Tuesday 3 September 2013

The observer effect

Quantum physics says that particles exist in all possible states until they are observed. The presence of the observer renders all these possible states into one state, the observed one.

However, knowledge requires a knower and to know something you “observe” the object; knowledge of the object is based on something observed in the world, which is delivered through the senses to the brain. The brain structures the sense data into a knowable object. This suggests the knowledge that particles exist in all possible states was observed (otherwise how can it be known?). But to know all possible states an observer is needed but an observer only sees one state. Therefore, the proposition postulates something (observing all possible states) it then denies (observing only detects one possible state).

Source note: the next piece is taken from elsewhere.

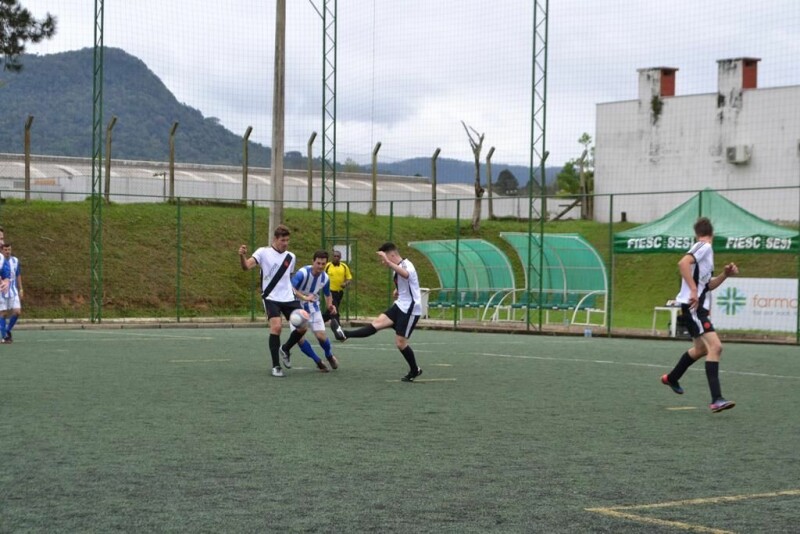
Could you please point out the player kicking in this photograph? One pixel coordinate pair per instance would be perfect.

This fallacy is quite common. For example, you could think being told you have Parkinson’s somehow created the disease (or made it worse) in you: all possible states were rendered into the Parkinson's state when you became aware of the disease. But only knowledge of Parkinson’s was created in my mind when I was diagnosed. I had symptoms prior to the creation of the knowledge of Parkinson’s; so the observation had created nothing but knowledge.

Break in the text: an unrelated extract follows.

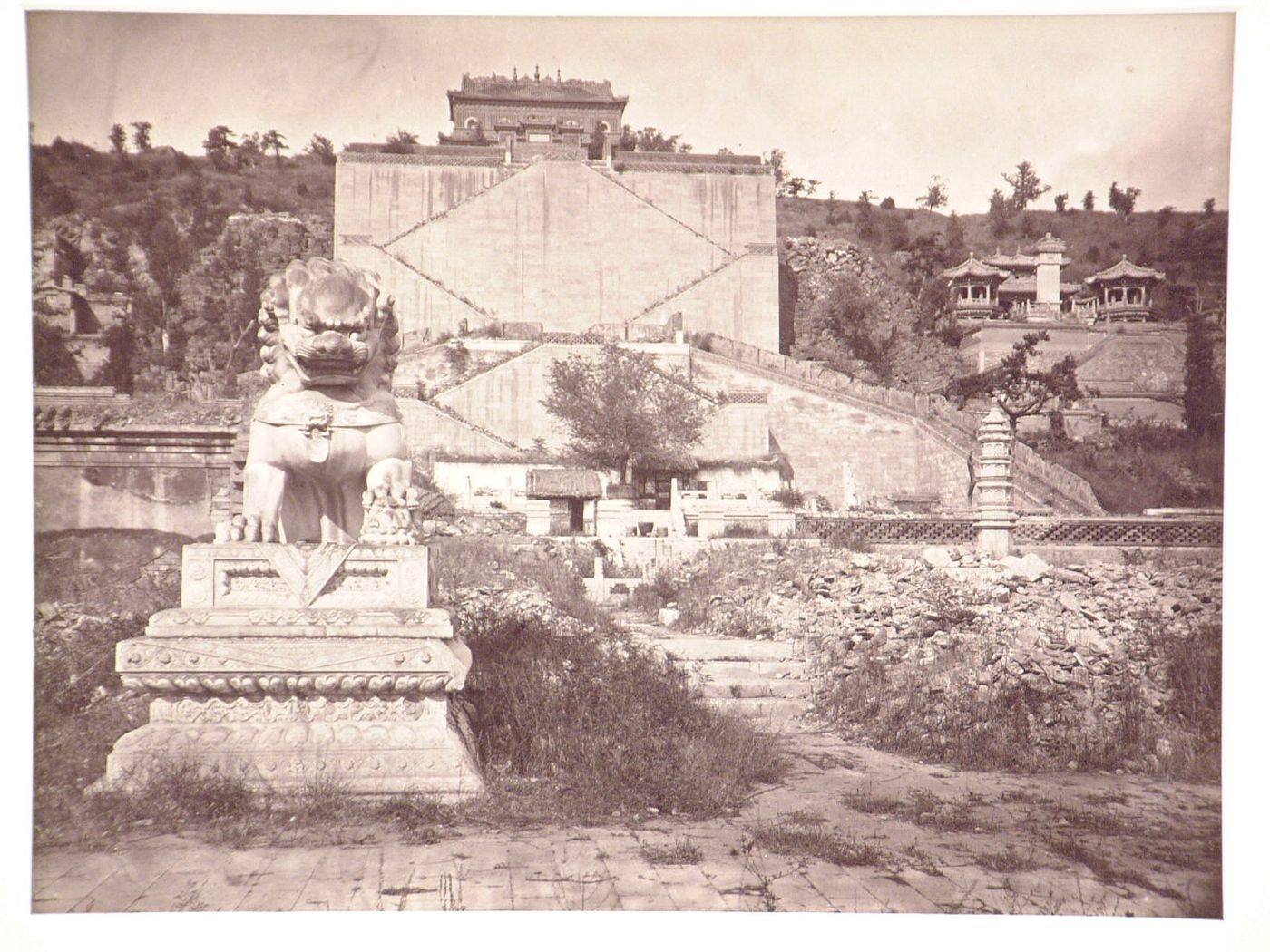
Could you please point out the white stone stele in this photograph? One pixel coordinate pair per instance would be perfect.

This also applies to knowing the future; such knowledge is unknowable without observing the “future” in the present. But knowledge and observing are acts of thought and thoughts follow one another at intervals of fractions of a second. No thought can jump over the next thought and therefore we cannot skip our present thought to know the future. Also, this is why knowing all possible states is impossible: the thought “all possible states” misses all other possible thoughts and therefore fails to take into account “all possible states”.